Speeding Up R Shiny – The Definitive Guide
This article is originally published at https://appsilon.com
Better App Performance – It Can Be Done!
Prototyping apps in Shiny is fast and easy, but once an app grows, performance issues may arise. Speeding up Shiny is possible and the methods described below can prevent or resolve these issues. There are a few good practices to have in mind in order to keep a growing app performing quickly as well as few things you could do to improve the performance of one already built. In this article, I’ll cover techniques that you can employ to speed up Shiny.
- Proper Data Handling
- Faster Functions
- Multiple Processes
- Scoping Rules
- Unload UI
- Cache Outputs
- Proper Architecture
Read more: Why You Should Use Shiny for Enterprise Application Development
Proper Data Handling
Shiny apps are often built to interact with a dataset. As the dataset grows in size, how you handle it gains importance and affects the performance of the app.
Data comes in a lot of forms, but it’s crucial to make the data ready for use beforehand. Avoid including data processing scripts anywhere in the app as they may cause a significant slowdown. If the data is static, preprocess the data once and use it every time the app runs. If the data changes periodically, schedule a script to do it for you.
Depending on the size of data and how you interact with it (i.e. how often you load data or what statistics do you calculate), you should consider the way it’s stored. There is no clear and easy way to tell when you should use which solution, but there are some guidelines that can be beneficial to follow.
Let’s define small data as data that fits into your machine’s memory and allows other processes to run smoothly. In this case, the easiest way is to load the data into memory and interact with it any way you want.
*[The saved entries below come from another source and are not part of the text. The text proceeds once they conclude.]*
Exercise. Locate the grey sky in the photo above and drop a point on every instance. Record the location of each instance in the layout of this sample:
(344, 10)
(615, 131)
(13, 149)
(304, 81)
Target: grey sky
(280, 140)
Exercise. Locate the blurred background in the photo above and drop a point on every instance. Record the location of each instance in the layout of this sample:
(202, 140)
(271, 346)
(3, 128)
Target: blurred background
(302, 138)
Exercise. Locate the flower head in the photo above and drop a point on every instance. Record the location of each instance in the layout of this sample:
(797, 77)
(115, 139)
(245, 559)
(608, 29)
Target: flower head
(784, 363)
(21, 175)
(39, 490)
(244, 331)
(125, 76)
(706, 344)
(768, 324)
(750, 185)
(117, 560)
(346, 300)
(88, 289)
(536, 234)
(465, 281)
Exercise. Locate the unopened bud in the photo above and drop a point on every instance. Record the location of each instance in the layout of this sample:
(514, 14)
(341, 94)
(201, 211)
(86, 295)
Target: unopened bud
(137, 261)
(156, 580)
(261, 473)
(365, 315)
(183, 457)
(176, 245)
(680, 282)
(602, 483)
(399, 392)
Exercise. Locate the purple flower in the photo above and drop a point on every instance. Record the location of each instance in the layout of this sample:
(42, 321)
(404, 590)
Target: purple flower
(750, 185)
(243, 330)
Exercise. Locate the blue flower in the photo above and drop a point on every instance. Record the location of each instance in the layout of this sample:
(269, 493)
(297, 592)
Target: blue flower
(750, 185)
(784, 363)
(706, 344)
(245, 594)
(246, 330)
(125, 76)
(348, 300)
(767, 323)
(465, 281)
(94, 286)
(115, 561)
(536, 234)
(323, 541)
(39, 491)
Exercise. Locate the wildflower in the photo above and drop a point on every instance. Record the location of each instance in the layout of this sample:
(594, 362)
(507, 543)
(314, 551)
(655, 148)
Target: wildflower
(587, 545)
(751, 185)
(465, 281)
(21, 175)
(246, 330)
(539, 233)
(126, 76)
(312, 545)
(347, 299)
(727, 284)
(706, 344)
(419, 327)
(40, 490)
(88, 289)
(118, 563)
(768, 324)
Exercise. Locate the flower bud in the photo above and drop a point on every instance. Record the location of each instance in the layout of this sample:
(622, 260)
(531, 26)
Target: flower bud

If the data is partitioned into separate datasets that a user can work on, it may be worth considering loading the data dynamically based on the user’s input.
Be aware of the time it takes for the data to load. Base R functions readRDS and read.csv, although popular, are not the fastest out there. Learn about faster alternatives here.
If small data is the one that fits into your memory, then big data is the one that doesn’t. In this case, there are 3 options differing where the computations are carried on:
- Partially on disk: if data won’t fit in RAM, SWAP partition will be used. Doing calculations this way will lead to a significant slowdown (up to an order of magnitude, depending on the machine disk)
- Directly on disk: disk.frame allows you to manipulate data that doesn’t fit into RAM using data.table or dplyr interface. It splits the data into smaller, “RAM fittable” chunks
- In external service: database, Spark, Hadoop. When working with databases, dplyr allows you to carry calculations directly in the database without changes in syntax.
Be aware of faster alternatives to functions you use, especially in most frequent routines as the differences add up and you can gain significant improvement in no time.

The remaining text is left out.